What am I doing about it?
- I met with a new Naturopath yesterday. I am scheduled to get blood work done, which will help to evaluate if there is a defficiency that could be causing some of these issues. I suspect that I am lacking in vitamin D. She is advising me to suppliment with Fish Oil, Probiotics and 5-HTP (a natural seratonin booster) to begin with.
- I am aware that this is what is happening to me. Although awareness does not stop me from blowing up at the kids (I wish it were that easy), it does keep the outbursts in check. It also allows my darling, fantastic, wonderful, heroic husband to know when he needs to step in, so I can back away for a few minutes.

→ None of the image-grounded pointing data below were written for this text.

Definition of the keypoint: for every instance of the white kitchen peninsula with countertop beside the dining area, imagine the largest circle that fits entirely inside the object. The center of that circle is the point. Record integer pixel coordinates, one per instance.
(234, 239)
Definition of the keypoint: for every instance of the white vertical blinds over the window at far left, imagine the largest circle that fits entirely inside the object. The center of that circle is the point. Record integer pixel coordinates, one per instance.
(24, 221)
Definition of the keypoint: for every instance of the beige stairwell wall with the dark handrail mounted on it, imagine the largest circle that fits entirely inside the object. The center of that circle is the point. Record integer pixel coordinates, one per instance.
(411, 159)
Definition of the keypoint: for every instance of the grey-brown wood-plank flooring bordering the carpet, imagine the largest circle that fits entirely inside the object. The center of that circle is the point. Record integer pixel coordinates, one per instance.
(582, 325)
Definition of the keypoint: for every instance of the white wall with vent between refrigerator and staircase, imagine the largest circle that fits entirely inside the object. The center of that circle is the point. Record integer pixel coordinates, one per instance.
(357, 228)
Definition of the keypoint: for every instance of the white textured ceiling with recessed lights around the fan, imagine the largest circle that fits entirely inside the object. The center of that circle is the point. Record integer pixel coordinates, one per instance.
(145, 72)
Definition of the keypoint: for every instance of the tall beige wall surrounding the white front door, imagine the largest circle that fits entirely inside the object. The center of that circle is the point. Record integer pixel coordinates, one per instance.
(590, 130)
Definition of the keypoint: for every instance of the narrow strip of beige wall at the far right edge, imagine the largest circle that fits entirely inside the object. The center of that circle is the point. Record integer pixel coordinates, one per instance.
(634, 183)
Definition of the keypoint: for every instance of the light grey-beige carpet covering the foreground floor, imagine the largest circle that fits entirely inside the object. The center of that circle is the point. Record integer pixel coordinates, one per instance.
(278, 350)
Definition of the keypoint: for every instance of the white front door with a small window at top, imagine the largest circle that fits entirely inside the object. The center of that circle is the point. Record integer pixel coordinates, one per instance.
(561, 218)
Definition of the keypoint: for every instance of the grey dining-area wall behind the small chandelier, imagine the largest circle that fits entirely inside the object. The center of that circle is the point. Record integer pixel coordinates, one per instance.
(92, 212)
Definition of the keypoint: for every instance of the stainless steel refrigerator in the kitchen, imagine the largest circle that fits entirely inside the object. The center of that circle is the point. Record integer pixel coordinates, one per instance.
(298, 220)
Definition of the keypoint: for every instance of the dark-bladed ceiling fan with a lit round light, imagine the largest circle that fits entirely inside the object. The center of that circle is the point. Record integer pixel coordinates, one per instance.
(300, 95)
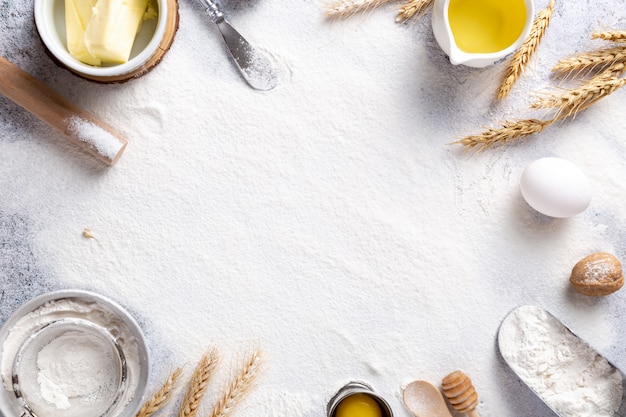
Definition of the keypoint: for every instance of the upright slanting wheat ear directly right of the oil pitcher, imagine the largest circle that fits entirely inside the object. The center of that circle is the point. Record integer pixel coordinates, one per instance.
(522, 56)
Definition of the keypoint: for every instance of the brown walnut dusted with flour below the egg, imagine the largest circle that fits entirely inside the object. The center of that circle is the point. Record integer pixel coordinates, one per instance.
(597, 274)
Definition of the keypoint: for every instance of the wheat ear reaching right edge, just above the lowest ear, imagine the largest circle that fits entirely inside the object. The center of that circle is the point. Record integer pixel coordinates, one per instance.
(572, 102)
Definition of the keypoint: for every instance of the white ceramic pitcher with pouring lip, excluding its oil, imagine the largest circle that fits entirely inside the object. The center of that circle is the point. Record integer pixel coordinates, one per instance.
(445, 37)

- As much as I am able, I would like to get out of the house at least once a day. Tonight, I took Dex (our dog) for a 15 minute walk around the block, by myself. And that does help.
- I am going to try to make my bed time more consistent, and I will attempt to avoid hitting snooze. I haven't accomplished this yet.
- I am sharing and I am asking for prayer. I am determined not to keep this to myself or to go through it by myself.
As a culture, with the lifestyles we embrace and the foods we eat, more and more men and women are finding themselves in this same boat. It is easy to write off the symptoms as part of life to be tolerated. But it doesn't have to be that way. I could easy say that all this symptoms would be expected for anyone in my situation, with 4 kids under 8 and homeschooling. But I know that this is not who I am, nor is this how I will live. We will find a way to make a change in me.